Jonny5: May 2014

Wednesday, May 28, 2014

Bayes, Markov, and (Monte) Carlo try to walk in a straight line... (what happens next is unbelievable)

On Monday, we played around with linear regression. Boring, right? Well, then we tackled the "Bayesian" method of linear regression. There are apparently a couple ways of doing this, but since we last talked about Markov Chains, and my background is in molecular simulation, let's talk about the Markov Chain Monte Carlo method of linear regression.

(Note: As of this writing, one of my Zipfian co-fellows, Dan Saber, has published an excellent review of the topic here implemented in python. I will try not to re-hash most of what he said, just what is necessary to describe the process mathematically from my understanding.)

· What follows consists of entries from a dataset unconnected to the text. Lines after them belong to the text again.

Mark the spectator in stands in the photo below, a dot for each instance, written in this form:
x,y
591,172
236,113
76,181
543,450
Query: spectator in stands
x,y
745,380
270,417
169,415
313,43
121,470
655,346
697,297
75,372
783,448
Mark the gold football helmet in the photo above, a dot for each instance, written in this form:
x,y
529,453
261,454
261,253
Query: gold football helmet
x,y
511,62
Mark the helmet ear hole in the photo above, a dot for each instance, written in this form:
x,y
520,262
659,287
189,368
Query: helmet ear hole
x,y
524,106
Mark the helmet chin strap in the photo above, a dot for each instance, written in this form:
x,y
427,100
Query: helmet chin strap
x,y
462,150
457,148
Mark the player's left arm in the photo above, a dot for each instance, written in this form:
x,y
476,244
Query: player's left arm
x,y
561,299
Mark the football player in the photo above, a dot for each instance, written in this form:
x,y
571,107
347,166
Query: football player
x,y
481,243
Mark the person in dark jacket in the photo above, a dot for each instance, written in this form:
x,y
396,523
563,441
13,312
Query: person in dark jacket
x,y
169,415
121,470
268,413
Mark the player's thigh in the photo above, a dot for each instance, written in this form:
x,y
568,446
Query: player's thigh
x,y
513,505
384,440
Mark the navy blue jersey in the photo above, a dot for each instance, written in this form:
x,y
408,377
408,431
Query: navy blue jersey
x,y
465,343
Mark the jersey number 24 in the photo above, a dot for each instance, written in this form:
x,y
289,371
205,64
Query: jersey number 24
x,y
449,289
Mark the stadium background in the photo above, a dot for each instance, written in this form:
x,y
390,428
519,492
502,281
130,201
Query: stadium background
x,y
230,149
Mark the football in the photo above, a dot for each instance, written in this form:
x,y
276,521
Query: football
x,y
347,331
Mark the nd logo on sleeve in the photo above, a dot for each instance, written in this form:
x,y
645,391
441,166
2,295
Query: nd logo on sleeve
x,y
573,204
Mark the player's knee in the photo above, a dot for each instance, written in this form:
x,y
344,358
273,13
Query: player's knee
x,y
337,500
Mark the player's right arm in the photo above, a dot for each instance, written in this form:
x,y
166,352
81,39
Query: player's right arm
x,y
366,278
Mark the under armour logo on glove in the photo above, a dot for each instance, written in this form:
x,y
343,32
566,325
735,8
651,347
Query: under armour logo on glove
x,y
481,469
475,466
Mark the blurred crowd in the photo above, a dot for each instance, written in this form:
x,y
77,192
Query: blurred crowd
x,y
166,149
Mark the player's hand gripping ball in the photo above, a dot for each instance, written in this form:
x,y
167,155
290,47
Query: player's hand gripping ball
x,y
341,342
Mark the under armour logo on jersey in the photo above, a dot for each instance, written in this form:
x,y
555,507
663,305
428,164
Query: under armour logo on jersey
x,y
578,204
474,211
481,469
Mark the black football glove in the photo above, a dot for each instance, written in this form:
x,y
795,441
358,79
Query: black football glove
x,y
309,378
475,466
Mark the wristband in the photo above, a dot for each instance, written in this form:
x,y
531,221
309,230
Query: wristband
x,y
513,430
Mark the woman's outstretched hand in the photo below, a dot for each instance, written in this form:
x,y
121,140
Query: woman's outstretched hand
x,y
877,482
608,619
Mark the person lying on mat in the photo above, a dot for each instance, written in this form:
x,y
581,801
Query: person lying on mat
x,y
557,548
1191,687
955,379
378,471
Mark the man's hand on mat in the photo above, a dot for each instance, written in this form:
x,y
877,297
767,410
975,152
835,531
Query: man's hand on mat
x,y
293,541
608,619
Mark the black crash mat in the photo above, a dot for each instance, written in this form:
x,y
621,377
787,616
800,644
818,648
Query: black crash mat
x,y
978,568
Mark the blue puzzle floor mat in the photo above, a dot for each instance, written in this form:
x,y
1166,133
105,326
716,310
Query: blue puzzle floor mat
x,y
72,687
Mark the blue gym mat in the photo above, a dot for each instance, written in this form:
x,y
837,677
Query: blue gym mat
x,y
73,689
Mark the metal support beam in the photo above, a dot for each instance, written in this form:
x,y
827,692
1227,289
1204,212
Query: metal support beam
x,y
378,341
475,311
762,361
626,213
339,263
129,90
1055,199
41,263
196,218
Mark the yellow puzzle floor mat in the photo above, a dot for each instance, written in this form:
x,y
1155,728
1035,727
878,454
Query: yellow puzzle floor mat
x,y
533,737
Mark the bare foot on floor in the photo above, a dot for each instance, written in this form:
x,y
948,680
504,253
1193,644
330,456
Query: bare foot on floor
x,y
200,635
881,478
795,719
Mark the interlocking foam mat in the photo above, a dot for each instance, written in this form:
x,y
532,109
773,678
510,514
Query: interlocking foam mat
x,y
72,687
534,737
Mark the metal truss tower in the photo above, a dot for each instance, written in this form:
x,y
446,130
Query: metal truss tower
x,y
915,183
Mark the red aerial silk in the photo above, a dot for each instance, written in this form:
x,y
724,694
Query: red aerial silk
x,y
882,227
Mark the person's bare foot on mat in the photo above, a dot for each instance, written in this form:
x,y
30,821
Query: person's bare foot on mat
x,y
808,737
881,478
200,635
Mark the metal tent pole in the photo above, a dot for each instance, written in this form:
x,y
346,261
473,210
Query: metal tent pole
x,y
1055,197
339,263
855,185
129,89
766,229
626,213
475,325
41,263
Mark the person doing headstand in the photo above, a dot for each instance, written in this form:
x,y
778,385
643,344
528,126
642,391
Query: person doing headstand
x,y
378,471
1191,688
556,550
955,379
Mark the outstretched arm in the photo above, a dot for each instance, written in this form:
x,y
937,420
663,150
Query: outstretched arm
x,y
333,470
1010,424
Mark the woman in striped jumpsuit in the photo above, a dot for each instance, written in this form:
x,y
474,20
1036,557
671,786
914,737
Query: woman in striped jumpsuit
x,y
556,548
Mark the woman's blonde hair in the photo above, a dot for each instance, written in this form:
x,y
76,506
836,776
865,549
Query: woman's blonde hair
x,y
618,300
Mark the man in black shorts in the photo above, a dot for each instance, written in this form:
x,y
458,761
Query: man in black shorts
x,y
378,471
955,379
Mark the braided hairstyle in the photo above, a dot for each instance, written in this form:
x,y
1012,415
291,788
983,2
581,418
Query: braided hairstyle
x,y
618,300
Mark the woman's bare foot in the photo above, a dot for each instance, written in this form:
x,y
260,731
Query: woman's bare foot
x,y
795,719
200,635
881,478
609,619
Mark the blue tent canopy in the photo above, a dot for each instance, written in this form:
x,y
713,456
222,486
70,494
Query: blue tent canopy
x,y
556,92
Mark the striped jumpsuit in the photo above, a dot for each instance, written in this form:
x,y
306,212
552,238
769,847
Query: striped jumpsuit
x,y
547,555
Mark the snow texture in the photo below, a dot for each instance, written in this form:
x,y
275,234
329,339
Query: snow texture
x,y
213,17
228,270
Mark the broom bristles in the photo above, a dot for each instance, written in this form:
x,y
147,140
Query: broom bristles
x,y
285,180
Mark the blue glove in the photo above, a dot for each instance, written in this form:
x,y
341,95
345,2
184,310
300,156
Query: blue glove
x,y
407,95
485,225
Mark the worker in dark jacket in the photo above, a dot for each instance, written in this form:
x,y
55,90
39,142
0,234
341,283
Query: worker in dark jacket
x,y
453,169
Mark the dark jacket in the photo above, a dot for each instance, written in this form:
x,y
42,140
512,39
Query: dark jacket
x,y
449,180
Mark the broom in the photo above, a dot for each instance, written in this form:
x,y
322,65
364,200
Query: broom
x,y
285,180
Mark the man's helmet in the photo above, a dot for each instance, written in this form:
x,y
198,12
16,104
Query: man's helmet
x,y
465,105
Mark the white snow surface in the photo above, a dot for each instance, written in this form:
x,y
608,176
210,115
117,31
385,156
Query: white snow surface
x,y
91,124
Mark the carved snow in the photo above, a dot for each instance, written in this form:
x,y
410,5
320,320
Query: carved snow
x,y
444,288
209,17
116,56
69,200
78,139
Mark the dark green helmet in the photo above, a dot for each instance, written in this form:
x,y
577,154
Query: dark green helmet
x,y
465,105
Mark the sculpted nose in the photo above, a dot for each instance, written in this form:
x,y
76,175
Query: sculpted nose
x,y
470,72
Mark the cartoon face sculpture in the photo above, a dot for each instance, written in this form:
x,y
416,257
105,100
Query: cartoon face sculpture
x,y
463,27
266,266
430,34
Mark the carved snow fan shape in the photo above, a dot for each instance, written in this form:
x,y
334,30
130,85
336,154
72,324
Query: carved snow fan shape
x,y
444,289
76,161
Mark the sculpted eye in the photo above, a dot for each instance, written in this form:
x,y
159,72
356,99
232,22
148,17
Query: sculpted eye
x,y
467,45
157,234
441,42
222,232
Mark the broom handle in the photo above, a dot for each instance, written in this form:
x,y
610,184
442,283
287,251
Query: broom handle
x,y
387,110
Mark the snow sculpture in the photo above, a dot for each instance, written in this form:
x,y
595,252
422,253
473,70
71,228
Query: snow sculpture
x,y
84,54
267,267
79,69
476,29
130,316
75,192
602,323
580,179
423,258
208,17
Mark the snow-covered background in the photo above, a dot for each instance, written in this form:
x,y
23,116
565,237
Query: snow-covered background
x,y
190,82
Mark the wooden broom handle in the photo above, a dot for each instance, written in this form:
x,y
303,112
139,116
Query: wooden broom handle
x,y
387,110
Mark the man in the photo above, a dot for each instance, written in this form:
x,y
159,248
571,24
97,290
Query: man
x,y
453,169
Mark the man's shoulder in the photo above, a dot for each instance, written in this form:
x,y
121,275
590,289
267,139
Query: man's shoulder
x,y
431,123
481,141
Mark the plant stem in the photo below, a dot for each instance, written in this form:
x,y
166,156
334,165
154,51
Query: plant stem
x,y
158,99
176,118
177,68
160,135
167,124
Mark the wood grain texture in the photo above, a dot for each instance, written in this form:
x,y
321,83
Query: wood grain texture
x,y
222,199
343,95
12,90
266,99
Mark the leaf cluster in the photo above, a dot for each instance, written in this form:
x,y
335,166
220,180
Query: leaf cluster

Let's say we're given some data points, $y_i$ and $x_{ij}$. Here, we are using Einstein tensor notation, which basically means a single index denotes a vector and a double index denotes a matrix. Specifically here, we will use $i$ to denote the data point index, where $i \in \lbrace 1,2,3,...,N\rbrace$, and $j$ to denote the dimension index, where $j \in \lbrace 0,1,2,3,...,D\rbrace$. Note that $j$ is zero-indexed to allow for an intercept term. Our linear regression model assumes the form:

$$y_i = x_{ij} \beta_j + \epsilon_i$$

Here, $\beta_j$ is the vector of weighting coefficients, and $\epsilon_i$ denotes the error between the model and the data. (Note: in Einstein notation, a repeated index implies a summation over all possible values of the index. In this example, after the multiplication between $x_{ij}$ and $\beta_j$, sum over all $j$'s; this is matrix multiplication. Here, the $j$'s are "summed away" and every term is a vector with index $i$.)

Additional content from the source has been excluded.